I've found OSS excellent out of the box, I guess it depends on your hardware though. I tried some of these settings, but the only one that made a noticeable difference for me was:

```
hw.snd.vpc_0db=100
```
which isn't in your list. This gives a lot more room for attenuation control, and matched my powered speakers well.


----------



## Yelphos (Jan 29, 2019)

I am not convinced from OSS, it produces an nice feeling the way it is made. I also pay attention to psychic aspects when using this. I have not much clue about this because i am new to FreeBSD but this needs to be better with same feeling.

OSS doesn't use any sound-hardware, it does anything via cpu and bypasses all processing that should be within the soundcard. That's an dissapointment, at least you can have high quality sound with some different settings like within this guide.


----------



## shkhln (Jan 29, 2019)

Yelphos said:


> I have not much clue



You still have to explain the contradiction with your previous statement and amend the PR you have filled, which explicitly states you are experiencing stuttering with 192 KHz setting.


----------



## sidetone (Feb 7, 2019)

Yelphos said:


> dev.pcm.0.play.vchanrate=192000


This is good if you're playing FLAC24 or 24bit WAV files. My computer leaves this at its original setting, when I try to change it. Perhaps my soundcard max setting is 16bit PCM, so isn't made for PCM at 24 bit. My old motherboard had it, but it failed a year ago.

I used some settings from above.


----------



## Yelphos (Feb 7, 2019)

This hurts reading something like this, even with low quality sound-files you will notice much difference. The sound-equipment is also not that expensive anymore these days. Especially for gaming and video you need settings like this. I did test such things over many years. This makes a lot of difference. Headphones 100-200€ and soundcard less then 100€. I was glad that i finally found these settings for my soundcard, it sounds like on windows with best settings. I do always use good equipment for quality-sound, i was disappointed by freebsd at the beginning with sound.


----------



## olli@ (Feb 7, 2019)

Audio works perfectly fine for me out of the box, using it for playing mp3 files and watching movies (I don't play games). I did not change any settings except `hw.snd.default_unit` to switch between HDMI, headphone and line-out (connected to a nice 2.1 system by Philips). For volume control I use the standard mixer(8) CLI tool and `xmixer` (Port audio/xmixer) for X11.


----------



## shkhln (Feb 7, 2019)

Please note, OP is a troll, so their statements won't make any sense anytime soon. There is nothing wrong with default OSS settings.


----------



## aragats (Feb 7, 2019)

shkhln said:


> There is nothing wrong with default OSS settings.

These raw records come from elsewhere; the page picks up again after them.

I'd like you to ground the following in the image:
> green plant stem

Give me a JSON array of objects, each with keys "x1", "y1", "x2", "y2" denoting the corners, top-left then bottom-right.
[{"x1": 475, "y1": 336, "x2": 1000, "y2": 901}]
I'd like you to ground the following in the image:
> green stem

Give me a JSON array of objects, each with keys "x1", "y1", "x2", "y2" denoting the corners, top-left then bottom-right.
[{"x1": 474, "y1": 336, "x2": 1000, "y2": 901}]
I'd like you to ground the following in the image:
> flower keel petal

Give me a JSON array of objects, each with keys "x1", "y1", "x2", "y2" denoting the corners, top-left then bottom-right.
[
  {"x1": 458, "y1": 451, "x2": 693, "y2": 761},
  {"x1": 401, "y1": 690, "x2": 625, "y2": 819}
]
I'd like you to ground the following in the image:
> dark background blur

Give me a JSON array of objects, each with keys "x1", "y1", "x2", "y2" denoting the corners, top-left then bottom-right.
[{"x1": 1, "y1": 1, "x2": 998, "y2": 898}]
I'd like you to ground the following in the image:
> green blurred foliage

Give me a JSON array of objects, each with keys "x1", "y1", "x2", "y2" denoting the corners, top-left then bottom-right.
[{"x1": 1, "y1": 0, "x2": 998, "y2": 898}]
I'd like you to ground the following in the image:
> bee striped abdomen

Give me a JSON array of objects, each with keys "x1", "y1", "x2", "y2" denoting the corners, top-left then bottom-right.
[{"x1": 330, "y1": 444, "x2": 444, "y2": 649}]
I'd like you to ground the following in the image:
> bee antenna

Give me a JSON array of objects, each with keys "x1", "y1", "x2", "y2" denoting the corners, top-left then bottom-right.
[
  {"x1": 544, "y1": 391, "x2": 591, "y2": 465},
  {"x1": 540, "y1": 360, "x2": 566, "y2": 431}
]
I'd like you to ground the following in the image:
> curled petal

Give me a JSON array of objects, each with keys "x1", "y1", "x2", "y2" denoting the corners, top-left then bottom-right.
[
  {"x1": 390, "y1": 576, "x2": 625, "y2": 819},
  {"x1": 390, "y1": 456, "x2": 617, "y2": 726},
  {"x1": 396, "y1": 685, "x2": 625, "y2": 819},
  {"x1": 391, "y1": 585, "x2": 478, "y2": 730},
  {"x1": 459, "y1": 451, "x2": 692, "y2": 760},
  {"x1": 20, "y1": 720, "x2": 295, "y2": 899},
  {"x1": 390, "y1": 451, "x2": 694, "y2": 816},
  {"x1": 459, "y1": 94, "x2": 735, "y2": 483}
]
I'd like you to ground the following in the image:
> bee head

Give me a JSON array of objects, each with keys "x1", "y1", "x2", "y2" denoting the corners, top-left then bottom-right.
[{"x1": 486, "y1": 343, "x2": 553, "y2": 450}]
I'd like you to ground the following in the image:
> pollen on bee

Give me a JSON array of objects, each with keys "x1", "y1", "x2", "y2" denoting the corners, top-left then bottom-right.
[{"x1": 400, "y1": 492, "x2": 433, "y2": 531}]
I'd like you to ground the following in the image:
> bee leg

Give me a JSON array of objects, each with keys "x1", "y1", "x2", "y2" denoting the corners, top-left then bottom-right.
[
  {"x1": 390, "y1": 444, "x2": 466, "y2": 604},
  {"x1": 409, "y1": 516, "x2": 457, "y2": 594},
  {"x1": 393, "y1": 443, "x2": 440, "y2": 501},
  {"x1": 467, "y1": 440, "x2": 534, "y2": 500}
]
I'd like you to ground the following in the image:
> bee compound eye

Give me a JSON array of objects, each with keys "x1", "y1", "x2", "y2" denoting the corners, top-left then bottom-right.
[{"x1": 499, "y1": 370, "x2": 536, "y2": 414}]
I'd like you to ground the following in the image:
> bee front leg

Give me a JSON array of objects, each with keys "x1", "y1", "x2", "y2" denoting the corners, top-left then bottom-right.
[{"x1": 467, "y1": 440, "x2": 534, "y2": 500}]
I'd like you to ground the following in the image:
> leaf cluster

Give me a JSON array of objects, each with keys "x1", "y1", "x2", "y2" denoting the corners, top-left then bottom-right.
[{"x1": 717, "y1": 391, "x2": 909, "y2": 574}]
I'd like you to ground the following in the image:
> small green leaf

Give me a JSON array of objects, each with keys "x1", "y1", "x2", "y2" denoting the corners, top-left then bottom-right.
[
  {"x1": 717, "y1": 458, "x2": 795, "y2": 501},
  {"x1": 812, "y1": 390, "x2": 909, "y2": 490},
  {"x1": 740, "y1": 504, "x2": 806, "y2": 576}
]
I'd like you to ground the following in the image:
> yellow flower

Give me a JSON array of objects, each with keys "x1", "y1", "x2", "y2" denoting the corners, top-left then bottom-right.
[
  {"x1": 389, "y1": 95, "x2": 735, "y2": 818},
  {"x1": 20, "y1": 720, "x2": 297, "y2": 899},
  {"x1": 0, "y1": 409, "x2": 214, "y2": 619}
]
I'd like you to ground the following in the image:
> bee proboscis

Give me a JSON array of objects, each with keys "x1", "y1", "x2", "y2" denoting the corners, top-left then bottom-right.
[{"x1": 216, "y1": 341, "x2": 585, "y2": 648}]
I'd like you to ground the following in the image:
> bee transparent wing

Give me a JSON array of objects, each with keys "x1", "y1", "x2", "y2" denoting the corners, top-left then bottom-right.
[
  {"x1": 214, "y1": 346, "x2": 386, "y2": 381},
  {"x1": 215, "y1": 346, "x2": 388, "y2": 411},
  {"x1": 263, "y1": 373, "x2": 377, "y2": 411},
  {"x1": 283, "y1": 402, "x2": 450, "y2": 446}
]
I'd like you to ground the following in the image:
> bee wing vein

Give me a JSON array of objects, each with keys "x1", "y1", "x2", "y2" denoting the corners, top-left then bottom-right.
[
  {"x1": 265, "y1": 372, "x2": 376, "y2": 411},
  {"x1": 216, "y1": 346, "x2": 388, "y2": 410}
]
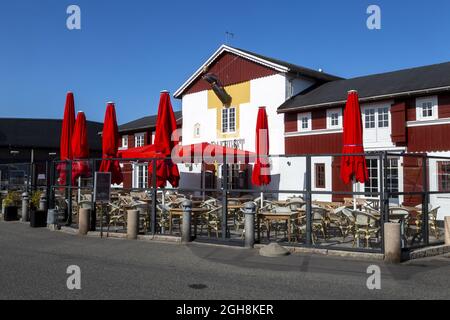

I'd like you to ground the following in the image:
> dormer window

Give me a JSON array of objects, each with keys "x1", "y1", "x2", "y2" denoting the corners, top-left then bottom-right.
[{"x1": 416, "y1": 96, "x2": 438, "y2": 121}]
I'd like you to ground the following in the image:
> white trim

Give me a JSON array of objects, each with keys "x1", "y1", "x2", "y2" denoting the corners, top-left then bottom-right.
[
  {"x1": 297, "y1": 112, "x2": 312, "y2": 132},
  {"x1": 407, "y1": 117, "x2": 450, "y2": 127},
  {"x1": 285, "y1": 128, "x2": 342, "y2": 137},
  {"x1": 364, "y1": 146, "x2": 406, "y2": 152},
  {"x1": 174, "y1": 45, "x2": 289, "y2": 98},
  {"x1": 415, "y1": 95, "x2": 438, "y2": 121},
  {"x1": 134, "y1": 132, "x2": 145, "y2": 147},
  {"x1": 280, "y1": 86, "x2": 450, "y2": 113},
  {"x1": 326, "y1": 108, "x2": 342, "y2": 129}
]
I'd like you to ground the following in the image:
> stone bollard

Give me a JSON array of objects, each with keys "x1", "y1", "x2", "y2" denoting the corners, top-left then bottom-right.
[
  {"x1": 445, "y1": 216, "x2": 450, "y2": 246},
  {"x1": 39, "y1": 192, "x2": 47, "y2": 212},
  {"x1": 78, "y1": 208, "x2": 90, "y2": 235},
  {"x1": 243, "y1": 202, "x2": 256, "y2": 248},
  {"x1": 127, "y1": 210, "x2": 139, "y2": 240},
  {"x1": 21, "y1": 192, "x2": 29, "y2": 222},
  {"x1": 384, "y1": 222, "x2": 401, "y2": 263},
  {"x1": 47, "y1": 209, "x2": 59, "y2": 230},
  {"x1": 181, "y1": 200, "x2": 192, "y2": 243}
]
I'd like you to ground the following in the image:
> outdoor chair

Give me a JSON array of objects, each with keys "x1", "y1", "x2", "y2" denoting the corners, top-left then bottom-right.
[
  {"x1": 327, "y1": 206, "x2": 354, "y2": 242},
  {"x1": 352, "y1": 210, "x2": 381, "y2": 248},
  {"x1": 198, "y1": 201, "x2": 222, "y2": 238}
]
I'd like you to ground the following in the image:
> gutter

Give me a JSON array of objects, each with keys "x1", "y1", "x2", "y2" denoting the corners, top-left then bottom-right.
[{"x1": 278, "y1": 85, "x2": 450, "y2": 113}]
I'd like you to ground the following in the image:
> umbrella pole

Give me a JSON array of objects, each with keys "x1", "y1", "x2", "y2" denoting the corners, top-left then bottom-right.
[
  {"x1": 78, "y1": 177, "x2": 81, "y2": 203},
  {"x1": 353, "y1": 177, "x2": 357, "y2": 211},
  {"x1": 260, "y1": 191, "x2": 264, "y2": 210}
]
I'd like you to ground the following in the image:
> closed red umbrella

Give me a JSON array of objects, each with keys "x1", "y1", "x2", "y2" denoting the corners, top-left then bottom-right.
[
  {"x1": 341, "y1": 90, "x2": 368, "y2": 185},
  {"x1": 99, "y1": 102, "x2": 123, "y2": 185},
  {"x1": 252, "y1": 107, "x2": 271, "y2": 186},
  {"x1": 71, "y1": 111, "x2": 90, "y2": 184},
  {"x1": 149, "y1": 91, "x2": 180, "y2": 188},
  {"x1": 58, "y1": 92, "x2": 76, "y2": 186}
]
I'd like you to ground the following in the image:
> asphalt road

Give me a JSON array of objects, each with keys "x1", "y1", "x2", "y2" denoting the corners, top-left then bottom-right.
[{"x1": 0, "y1": 221, "x2": 449, "y2": 300}]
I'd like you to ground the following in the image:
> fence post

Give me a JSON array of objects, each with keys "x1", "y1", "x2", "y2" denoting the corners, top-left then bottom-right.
[
  {"x1": 151, "y1": 158, "x2": 157, "y2": 235},
  {"x1": 221, "y1": 154, "x2": 228, "y2": 240},
  {"x1": 243, "y1": 202, "x2": 256, "y2": 248},
  {"x1": 384, "y1": 222, "x2": 401, "y2": 263},
  {"x1": 78, "y1": 208, "x2": 90, "y2": 235},
  {"x1": 422, "y1": 154, "x2": 429, "y2": 245},
  {"x1": 445, "y1": 216, "x2": 450, "y2": 246},
  {"x1": 21, "y1": 192, "x2": 29, "y2": 222},
  {"x1": 67, "y1": 160, "x2": 73, "y2": 226},
  {"x1": 90, "y1": 159, "x2": 96, "y2": 231},
  {"x1": 181, "y1": 199, "x2": 192, "y2": 243},
  {"x1": 305, "y1": 156, "x2": 312, "y2": 246},
  {"x1": 379, "y1": 152, "x2": 387, "y2": 252},
  {"x1": 127, "y1": 209, "x2": 139, "y2": 240},
  {"x1": 39, "y1": 192, "x2": 47, "y2": 212}
]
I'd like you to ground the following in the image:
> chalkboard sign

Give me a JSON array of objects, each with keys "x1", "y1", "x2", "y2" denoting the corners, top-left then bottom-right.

I think the point is that they can be better. But that's not true for ALL hardware options. That's why it makes no sense to change the *default* settings.
The OP is good as an improvement recommendation for the corresponding hardware, thus the "insane" word is not appropriate here.


----------



## getopt (Feb 7, 2019)

For those looking for better sound configuration see this from FOSDEM'19


			https://mirror.as35701.net/video.fosdem.org/2019/K.3.401/freebsd_in_audio_studio.mp4
		


There this is advocated for approx. studio quality:
kern.timecounter.alloweddeviation=0 (for realtime sound  which means noticable sound latency <5ms)​hw.usb.uaudio.buffer_ms=2 for usb audio devices​hw.snd.latency=0​dev.pcm.0.bitperfect=1​​


----------



## fernandel (Feb 8, 2019)

If I am using dev.pcm.1.bitperfect=1 than multimedia/mpv works but audio/aqualung doesn't and I get:

```
No output driver specified, probing for a usable driver.
Probing sndio driver... unable to start with default params
Probing OSS driver... unable to start with default params
No usable output driver was found. Please see aqualung --help
and the docs for more info on successfully starting the program.
```


----------



## rsronin (Feb 8, 2019)

I think the defaults are sane. It depends on the situation and hardware you are using.
E.g. on a desktop I use a cheap Asus Xonar U3 USB soundcard(stick) and it accepts the: `dev.pcm.0.bitperfect=1` value without problems.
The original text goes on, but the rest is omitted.